Australian retail spending rose half a per cent in October, official figures show, which was more than market expectations of a 0.4 per cent increase.
Commonwealth Bank senior economist Michael Workman says the fourth consecutive monthly rise in retail sales means the RBA won’t be cutting interest rates again in this cycle.
“It looks like, clearly, the pickup in consumer confidence we’ve been seeing for the past four months is translating to a slightly firmer outcome here on the monthly retail trade numbers,” he said.
“From the market’s point of view, it’s one of those issues that you would say would go against the requirement from any further RBA rate cuts.”
The RBA on Tuesday is holding its last monthly board meeting for 2013. Its rate decision comes after the Australian Bureau of Statistics revealed total retail spending rose to $22.285 billion in October, up from $22.180 billion in September.
Mr Workman said rising home prices were behind much of the increase in retail spending during October.
“If you get better indications your wealth is rising, you’re more likely to spend a bit more,” he said.
RBC Capital Markets senior economist Su-Ling Ong said recent RBA interest rate cuts were starting to have an affect on consumer spending.
“It was a decent set of numbers all round.
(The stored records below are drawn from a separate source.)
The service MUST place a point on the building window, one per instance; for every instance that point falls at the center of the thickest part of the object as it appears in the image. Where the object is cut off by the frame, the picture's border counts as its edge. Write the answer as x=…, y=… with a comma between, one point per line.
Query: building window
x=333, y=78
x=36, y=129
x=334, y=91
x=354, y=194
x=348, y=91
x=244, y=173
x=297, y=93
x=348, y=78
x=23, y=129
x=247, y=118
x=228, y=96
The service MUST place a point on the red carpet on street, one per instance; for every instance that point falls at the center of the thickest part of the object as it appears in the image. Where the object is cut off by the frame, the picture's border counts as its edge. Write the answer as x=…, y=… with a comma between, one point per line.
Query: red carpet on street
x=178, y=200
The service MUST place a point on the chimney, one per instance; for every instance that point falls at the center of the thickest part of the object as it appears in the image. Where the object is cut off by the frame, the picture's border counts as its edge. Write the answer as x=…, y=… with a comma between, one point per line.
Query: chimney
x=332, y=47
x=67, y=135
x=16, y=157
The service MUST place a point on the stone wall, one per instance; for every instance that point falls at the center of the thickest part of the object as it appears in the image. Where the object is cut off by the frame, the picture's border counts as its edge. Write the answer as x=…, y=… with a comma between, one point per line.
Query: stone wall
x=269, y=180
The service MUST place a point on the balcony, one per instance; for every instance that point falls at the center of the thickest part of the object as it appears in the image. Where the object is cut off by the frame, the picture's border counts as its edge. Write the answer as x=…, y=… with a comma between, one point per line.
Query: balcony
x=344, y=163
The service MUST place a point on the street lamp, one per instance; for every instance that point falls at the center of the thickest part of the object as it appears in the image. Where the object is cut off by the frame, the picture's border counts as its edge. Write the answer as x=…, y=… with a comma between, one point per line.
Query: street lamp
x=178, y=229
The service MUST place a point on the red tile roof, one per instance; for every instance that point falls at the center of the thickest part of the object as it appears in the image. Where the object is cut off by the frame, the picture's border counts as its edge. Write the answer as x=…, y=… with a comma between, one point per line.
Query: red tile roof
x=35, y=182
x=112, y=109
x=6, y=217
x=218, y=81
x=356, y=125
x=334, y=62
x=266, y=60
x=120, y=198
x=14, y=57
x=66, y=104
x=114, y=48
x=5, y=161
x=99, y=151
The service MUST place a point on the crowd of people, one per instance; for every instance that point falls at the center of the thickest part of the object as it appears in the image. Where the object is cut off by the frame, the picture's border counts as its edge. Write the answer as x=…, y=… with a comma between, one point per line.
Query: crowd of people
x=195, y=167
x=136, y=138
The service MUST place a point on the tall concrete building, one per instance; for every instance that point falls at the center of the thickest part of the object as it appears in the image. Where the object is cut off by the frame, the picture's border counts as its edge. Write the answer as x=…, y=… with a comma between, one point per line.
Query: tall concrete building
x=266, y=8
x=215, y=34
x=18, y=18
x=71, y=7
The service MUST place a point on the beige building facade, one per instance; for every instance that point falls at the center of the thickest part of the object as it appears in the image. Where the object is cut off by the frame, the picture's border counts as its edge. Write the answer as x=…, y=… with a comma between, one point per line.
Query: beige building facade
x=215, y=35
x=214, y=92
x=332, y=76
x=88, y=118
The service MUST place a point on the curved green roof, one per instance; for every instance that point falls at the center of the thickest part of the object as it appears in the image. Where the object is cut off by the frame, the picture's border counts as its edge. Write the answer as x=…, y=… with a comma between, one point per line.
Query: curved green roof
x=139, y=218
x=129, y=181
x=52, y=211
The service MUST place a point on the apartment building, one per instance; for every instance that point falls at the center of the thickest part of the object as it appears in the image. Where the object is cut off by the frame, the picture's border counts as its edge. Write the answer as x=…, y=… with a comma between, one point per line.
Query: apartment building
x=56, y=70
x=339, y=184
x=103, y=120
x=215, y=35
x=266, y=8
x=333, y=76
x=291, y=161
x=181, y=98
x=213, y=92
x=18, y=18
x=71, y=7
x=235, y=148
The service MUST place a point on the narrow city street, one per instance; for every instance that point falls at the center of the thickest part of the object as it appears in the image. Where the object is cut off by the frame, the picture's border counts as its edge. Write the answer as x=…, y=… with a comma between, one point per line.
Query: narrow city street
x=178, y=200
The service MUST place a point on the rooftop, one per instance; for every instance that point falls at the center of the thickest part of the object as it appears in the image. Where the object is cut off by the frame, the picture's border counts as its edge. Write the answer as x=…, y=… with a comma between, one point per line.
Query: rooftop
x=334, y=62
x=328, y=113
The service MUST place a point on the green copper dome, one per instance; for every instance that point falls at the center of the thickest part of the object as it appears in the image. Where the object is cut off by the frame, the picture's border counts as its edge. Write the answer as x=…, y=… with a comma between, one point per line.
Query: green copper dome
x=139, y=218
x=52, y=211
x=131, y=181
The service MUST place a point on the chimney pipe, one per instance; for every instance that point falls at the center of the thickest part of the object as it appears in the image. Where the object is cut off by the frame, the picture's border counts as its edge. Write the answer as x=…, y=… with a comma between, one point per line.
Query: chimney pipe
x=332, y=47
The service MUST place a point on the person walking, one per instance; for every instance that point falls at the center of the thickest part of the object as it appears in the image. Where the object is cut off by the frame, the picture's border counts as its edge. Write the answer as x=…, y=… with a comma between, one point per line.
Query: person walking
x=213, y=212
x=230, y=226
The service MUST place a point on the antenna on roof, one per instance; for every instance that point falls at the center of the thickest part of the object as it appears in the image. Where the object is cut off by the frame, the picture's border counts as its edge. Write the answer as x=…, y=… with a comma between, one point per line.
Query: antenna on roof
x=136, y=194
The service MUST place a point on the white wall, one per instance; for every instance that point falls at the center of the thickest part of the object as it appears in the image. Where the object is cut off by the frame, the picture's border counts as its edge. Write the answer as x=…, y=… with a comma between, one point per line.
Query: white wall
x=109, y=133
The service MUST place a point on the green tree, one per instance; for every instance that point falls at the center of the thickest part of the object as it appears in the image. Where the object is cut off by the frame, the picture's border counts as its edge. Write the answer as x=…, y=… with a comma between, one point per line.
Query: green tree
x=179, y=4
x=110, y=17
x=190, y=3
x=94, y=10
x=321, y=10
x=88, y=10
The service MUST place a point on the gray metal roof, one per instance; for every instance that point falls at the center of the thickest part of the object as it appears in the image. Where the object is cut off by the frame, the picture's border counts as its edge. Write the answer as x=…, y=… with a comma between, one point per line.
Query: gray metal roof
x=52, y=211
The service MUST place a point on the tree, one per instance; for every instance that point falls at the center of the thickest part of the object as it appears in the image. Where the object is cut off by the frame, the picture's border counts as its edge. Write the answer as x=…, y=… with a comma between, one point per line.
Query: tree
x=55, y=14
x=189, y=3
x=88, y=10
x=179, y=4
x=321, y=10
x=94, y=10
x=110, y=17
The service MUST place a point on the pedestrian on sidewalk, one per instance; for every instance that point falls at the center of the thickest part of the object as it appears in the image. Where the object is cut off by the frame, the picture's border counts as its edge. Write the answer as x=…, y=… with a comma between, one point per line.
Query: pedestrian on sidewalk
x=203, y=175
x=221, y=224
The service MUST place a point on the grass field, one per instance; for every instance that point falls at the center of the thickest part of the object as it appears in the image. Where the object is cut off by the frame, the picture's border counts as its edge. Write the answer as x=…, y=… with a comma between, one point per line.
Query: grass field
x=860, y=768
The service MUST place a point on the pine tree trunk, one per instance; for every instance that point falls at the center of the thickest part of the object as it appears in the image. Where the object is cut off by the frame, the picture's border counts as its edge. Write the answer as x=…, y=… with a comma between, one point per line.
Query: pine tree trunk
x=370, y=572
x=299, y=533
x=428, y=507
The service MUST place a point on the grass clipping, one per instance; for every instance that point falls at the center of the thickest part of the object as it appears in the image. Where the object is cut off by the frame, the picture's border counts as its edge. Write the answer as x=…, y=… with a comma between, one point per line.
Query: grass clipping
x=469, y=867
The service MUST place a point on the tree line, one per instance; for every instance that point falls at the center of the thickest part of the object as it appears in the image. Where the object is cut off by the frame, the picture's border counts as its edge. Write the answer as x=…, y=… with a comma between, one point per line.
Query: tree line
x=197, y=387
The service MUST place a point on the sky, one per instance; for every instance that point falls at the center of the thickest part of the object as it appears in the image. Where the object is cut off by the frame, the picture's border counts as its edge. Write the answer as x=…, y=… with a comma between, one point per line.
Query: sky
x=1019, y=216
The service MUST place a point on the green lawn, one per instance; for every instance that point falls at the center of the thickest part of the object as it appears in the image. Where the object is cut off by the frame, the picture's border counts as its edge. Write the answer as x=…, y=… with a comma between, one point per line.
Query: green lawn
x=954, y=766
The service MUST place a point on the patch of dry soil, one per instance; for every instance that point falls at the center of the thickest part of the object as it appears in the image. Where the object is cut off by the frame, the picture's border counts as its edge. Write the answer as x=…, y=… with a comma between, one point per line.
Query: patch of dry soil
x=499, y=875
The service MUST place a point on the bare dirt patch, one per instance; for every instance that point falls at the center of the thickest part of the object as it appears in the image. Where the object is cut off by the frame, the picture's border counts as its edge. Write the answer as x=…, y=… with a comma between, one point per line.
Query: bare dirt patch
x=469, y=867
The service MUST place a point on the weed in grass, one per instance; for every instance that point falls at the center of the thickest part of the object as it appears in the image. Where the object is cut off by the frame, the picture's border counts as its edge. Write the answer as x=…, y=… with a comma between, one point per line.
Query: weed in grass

The retail sales numbers surprised to the upside for the third month in a row,” she said.
“I suspect the RBA would view it through the prism of (monetary) policy gaining a little bit more traction with the lower consumer interest rates flowing through.
“It think it was also assisted by higher rates of consumer confidence and rising asset markets.”
Spending in department stores fell for the first time in two months, down 0.3 per cent in the month.
“It’s come of the back of a pretty strong month and it is a bit volatile, but more broadly there has clearly been a pickup in retail activity,” Ms Ong said.